Why start with this? Partly because it formed the starting point for my book Finding Faith: Stories of music and life – in which I try to write about life and God and the world in ways ordinary people can understand. In other words, I am not writing for academics or people familiar with church. Secondly, however, is the reminder that there are two ways of addressing human questions: one is to start with God or the Bible or texts and go from them to our experience, the other is to start with human experience and then relate it to the other things. The former is OK for people already ‘in the club’, or who ‘speak the language’; the latter is where most people naturally start – with the experience they have, the questions they face, the life they live.

(In writing this I am reminded of my initial attempts as a vicar to write baptism preparation materials for our baptism preparation teams to use with the parents of those wanting their children baptised. The first materials failed – they began with biblical texts and were largely alien to those unfamiliar with them. I re-wrote them, with each session beginning with the experience of the parents, and then finding a biblical story or analogy that provided a vocabulary to express – or a framework in which to play around with – God, the world and us.)
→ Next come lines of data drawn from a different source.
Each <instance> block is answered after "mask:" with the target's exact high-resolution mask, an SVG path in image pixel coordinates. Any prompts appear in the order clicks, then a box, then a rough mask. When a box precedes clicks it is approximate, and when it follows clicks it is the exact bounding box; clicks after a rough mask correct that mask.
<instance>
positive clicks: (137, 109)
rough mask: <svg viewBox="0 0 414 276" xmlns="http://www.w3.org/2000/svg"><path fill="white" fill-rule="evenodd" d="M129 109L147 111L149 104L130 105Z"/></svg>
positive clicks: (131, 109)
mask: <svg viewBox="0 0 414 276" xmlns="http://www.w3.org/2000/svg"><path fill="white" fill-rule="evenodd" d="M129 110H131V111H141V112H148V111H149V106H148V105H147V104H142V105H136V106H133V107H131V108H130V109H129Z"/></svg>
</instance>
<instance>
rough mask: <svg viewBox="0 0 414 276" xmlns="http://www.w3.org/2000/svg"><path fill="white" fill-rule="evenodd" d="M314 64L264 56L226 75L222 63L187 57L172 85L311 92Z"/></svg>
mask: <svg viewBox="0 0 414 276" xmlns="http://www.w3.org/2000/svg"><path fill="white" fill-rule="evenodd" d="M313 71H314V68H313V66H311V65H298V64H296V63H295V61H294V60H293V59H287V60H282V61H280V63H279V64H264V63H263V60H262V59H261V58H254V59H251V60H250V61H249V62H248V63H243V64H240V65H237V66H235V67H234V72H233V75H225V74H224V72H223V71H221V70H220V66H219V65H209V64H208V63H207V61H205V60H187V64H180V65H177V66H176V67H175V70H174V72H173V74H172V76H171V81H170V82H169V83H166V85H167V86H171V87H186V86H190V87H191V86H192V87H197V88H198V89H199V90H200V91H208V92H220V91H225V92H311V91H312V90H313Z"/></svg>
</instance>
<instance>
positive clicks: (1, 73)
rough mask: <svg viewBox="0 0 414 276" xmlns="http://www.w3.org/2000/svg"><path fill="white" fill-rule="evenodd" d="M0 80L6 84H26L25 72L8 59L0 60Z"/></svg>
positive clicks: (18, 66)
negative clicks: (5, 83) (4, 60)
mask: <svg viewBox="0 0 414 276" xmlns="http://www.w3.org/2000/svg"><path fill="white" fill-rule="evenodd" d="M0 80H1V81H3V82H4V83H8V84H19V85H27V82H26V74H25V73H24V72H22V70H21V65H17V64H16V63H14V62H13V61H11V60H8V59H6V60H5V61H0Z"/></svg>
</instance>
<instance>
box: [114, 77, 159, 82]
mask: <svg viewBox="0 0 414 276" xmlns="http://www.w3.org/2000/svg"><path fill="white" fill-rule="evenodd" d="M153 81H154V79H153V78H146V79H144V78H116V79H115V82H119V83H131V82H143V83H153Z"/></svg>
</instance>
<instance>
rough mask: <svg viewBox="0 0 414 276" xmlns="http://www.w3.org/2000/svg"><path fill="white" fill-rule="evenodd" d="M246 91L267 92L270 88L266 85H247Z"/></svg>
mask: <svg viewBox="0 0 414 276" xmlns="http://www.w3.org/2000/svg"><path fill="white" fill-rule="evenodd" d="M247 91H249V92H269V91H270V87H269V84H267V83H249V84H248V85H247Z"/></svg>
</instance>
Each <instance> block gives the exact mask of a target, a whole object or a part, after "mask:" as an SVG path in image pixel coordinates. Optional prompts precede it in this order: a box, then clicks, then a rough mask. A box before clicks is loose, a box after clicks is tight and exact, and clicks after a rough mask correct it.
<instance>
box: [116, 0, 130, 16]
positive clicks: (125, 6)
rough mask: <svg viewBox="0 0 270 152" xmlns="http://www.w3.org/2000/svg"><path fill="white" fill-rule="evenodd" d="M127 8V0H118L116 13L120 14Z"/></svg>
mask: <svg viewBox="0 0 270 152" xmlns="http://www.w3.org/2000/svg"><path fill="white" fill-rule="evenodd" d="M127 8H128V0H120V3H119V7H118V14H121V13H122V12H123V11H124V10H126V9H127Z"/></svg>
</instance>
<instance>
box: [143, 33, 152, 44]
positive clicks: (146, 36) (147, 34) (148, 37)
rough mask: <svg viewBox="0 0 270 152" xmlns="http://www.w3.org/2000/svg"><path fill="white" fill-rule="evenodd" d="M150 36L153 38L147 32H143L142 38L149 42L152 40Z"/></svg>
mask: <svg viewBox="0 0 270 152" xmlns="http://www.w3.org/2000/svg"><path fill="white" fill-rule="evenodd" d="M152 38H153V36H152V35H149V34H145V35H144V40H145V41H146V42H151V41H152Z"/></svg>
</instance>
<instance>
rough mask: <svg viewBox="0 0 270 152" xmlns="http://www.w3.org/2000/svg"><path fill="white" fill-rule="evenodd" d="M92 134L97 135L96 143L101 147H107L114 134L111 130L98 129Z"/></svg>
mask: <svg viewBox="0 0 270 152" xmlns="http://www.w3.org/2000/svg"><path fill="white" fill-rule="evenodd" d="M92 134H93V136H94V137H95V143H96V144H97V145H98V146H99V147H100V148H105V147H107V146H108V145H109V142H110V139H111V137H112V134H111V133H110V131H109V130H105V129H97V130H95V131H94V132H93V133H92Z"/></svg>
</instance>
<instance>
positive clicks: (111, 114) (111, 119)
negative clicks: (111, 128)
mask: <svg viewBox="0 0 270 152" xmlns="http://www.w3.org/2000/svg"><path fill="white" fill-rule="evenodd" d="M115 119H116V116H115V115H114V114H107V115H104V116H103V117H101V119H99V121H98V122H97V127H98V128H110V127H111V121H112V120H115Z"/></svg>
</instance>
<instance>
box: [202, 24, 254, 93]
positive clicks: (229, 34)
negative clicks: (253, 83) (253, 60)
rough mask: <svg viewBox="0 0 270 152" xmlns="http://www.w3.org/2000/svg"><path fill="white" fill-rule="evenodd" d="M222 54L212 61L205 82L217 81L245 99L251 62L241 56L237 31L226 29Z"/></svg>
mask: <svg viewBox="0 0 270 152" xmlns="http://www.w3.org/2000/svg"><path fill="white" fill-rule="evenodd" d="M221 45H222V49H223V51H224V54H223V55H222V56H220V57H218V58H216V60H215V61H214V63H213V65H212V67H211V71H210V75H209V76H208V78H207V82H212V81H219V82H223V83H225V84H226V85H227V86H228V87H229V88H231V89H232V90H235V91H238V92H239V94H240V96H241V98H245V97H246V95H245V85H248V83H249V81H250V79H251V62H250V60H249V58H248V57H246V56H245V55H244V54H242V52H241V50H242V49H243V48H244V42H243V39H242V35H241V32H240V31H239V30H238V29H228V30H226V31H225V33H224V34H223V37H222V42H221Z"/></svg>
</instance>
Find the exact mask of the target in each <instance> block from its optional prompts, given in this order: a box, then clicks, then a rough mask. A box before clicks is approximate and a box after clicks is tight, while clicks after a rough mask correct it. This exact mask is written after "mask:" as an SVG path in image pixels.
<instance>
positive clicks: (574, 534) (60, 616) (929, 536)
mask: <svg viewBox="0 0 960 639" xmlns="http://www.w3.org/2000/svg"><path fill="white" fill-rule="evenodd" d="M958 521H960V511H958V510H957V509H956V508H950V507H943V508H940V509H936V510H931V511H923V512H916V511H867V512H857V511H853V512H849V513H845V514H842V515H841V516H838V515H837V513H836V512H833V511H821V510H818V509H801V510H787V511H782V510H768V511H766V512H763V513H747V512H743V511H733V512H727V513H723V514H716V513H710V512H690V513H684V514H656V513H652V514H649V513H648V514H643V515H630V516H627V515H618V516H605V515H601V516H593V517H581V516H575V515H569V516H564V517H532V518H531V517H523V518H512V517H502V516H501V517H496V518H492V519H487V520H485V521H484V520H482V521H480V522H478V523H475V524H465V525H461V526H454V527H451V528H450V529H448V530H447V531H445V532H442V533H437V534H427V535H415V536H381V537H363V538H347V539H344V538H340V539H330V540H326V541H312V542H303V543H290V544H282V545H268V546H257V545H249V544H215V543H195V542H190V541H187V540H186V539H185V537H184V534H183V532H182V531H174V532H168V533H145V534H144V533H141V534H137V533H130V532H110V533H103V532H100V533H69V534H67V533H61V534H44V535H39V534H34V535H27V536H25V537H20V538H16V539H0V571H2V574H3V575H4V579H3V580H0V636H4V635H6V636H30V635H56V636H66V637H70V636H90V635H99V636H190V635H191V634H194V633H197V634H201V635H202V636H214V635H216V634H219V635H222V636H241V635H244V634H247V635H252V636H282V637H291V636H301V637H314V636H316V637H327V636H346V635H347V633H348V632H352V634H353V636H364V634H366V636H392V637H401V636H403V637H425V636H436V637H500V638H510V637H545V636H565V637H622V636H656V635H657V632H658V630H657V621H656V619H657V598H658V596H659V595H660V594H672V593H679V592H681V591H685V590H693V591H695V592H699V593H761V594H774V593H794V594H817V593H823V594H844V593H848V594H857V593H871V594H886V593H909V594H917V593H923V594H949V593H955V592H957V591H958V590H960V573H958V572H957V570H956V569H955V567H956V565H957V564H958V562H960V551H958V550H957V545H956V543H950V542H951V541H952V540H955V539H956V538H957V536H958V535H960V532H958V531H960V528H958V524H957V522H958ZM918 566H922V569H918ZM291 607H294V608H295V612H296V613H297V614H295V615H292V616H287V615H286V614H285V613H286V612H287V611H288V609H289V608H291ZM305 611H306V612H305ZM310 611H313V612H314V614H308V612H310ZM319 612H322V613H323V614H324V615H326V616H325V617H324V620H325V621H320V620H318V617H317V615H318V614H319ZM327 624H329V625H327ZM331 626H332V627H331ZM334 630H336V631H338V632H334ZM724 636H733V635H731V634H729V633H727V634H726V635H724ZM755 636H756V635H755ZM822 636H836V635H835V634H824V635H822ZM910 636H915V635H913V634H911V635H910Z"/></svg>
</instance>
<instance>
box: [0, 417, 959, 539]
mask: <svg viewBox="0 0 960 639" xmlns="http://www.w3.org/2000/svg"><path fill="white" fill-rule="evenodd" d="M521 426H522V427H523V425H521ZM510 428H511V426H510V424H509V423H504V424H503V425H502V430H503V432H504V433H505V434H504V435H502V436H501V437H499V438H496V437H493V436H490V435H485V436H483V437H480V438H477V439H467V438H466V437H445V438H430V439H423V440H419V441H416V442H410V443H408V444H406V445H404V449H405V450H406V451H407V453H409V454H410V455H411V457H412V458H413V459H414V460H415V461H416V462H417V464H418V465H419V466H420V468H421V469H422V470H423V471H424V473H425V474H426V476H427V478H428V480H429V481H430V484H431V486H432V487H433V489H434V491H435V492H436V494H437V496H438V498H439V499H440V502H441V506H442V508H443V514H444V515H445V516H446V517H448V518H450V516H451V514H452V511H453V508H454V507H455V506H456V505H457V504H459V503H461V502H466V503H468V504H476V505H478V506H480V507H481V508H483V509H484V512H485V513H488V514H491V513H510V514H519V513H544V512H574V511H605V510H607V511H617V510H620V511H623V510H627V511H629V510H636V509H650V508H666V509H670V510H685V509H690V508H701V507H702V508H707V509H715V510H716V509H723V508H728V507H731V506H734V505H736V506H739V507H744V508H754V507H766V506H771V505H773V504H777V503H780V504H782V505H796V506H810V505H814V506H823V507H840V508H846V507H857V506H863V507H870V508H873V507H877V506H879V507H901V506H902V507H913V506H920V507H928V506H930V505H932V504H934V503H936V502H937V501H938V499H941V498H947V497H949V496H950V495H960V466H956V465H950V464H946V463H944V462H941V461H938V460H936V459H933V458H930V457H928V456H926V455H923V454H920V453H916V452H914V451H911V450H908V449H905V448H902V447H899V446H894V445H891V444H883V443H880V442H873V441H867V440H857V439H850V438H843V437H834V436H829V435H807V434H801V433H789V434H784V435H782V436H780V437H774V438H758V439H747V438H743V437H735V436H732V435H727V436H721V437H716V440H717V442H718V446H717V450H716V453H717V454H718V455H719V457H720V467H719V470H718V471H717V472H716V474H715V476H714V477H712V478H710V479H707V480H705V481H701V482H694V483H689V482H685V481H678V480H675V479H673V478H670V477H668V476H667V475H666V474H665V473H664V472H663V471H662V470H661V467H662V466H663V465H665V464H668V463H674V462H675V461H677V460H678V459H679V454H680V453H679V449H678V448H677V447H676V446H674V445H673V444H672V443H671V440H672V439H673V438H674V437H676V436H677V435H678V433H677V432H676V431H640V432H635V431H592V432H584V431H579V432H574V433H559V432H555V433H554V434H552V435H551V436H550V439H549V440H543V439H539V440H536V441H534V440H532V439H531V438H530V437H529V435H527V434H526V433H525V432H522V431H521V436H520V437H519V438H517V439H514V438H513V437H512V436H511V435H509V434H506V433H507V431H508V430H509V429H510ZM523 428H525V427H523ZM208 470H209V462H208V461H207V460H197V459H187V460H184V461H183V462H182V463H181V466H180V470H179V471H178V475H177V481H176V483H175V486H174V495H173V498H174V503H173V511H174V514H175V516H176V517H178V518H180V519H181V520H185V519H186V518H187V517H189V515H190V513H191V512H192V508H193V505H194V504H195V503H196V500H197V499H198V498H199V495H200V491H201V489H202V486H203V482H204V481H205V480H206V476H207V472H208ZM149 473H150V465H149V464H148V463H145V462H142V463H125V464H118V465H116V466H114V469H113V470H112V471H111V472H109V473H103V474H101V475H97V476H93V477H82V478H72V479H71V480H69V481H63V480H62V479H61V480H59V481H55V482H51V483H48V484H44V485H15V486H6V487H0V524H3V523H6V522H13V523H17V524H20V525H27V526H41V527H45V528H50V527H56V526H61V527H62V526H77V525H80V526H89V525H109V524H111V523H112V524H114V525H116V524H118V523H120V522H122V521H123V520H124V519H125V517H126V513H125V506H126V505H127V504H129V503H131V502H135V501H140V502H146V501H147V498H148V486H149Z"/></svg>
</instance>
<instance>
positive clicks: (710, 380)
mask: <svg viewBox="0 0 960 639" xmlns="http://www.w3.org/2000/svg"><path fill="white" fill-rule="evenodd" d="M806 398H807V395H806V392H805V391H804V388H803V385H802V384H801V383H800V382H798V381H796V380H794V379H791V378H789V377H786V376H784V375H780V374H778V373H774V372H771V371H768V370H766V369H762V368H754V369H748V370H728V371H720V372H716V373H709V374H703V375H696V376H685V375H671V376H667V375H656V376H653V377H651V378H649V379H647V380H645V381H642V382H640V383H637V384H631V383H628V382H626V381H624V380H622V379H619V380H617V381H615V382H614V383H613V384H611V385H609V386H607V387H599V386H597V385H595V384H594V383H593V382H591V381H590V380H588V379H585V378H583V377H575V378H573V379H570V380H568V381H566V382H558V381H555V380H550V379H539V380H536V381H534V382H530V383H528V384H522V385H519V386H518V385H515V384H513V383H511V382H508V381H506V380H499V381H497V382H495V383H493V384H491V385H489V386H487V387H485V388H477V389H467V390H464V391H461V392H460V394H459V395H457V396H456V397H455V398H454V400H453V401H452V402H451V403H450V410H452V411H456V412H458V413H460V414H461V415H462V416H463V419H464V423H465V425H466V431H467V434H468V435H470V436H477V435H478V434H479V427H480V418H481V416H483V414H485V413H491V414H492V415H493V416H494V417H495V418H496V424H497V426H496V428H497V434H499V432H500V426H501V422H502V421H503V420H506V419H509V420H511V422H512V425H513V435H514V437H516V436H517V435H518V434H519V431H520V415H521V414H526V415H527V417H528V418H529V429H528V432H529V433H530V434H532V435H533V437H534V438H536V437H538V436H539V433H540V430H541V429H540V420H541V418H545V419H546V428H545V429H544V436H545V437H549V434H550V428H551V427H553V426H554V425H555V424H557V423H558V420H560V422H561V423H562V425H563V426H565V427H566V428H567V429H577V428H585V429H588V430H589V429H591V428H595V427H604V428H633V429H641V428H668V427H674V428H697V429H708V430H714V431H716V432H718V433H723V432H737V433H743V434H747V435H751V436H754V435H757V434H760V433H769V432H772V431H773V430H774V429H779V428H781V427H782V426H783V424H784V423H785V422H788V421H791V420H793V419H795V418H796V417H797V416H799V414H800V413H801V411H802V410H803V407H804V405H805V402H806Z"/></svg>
Having watched the remarkable, soulful, poignant, funny, colourful, magnificent triumph that was last night’s Olympic Games Opening Ceremony (our Austrian friend was there), I turned to a book by Rosemary Lain-Priestley which she had kindly sent me, and which is called Does My Soul Look Big in This? I have a problem with books that look as if they will indulge in introspective narcissism and the title and cover didn’t encourage me. The reality was different.

Rosemary Lain-Priestley is a well-known broadcaster and writer, and I know her as a trustee of the Sandford St Martin Trust which I currently chair. She begins where people are, uses her own experience as a springboard for ruminations on spiritual development that is rooted in the real stuff of life, relationships and society. Taking the whole person seriously, she muses around the things of life that make or break us, that build or demolish us. She starts with real human experiences, real questions, then digs down a bit and rummages around what is thrown up. She draws on biblical (and other) stories to illustrate or amplify, often bringing to life images that had become over-familiar.

En route she quotes from people like Richard Rohr, Andrew Rumsey, Purple Ronnie and others. She considers what feeds the soul when we endure or enjoy experiences such as change, loneliness, depression, pilgrimage, joy, connectedness and gift. It brought to my mind people such as Mike Riddell and evoked Leonard Cohen’s “there is a crack in everything – that’s how the light gets in”. Like Danny Boyle’s Olympic representation of Britain, it is self-deprecating and humane throughout.

Written by a woman, most illustrations are self-consciously female. But, as a bloke, it is always vital to be compelled (or invited) to look through the lens of someone ‘not like me’. The Church of England gets a kicking I would want to argue with, but that’s not necessarily a bad thing. I would commend the book to anyone – it offers a recognition of common experience and invitingly suggests a way of living in and from that experience.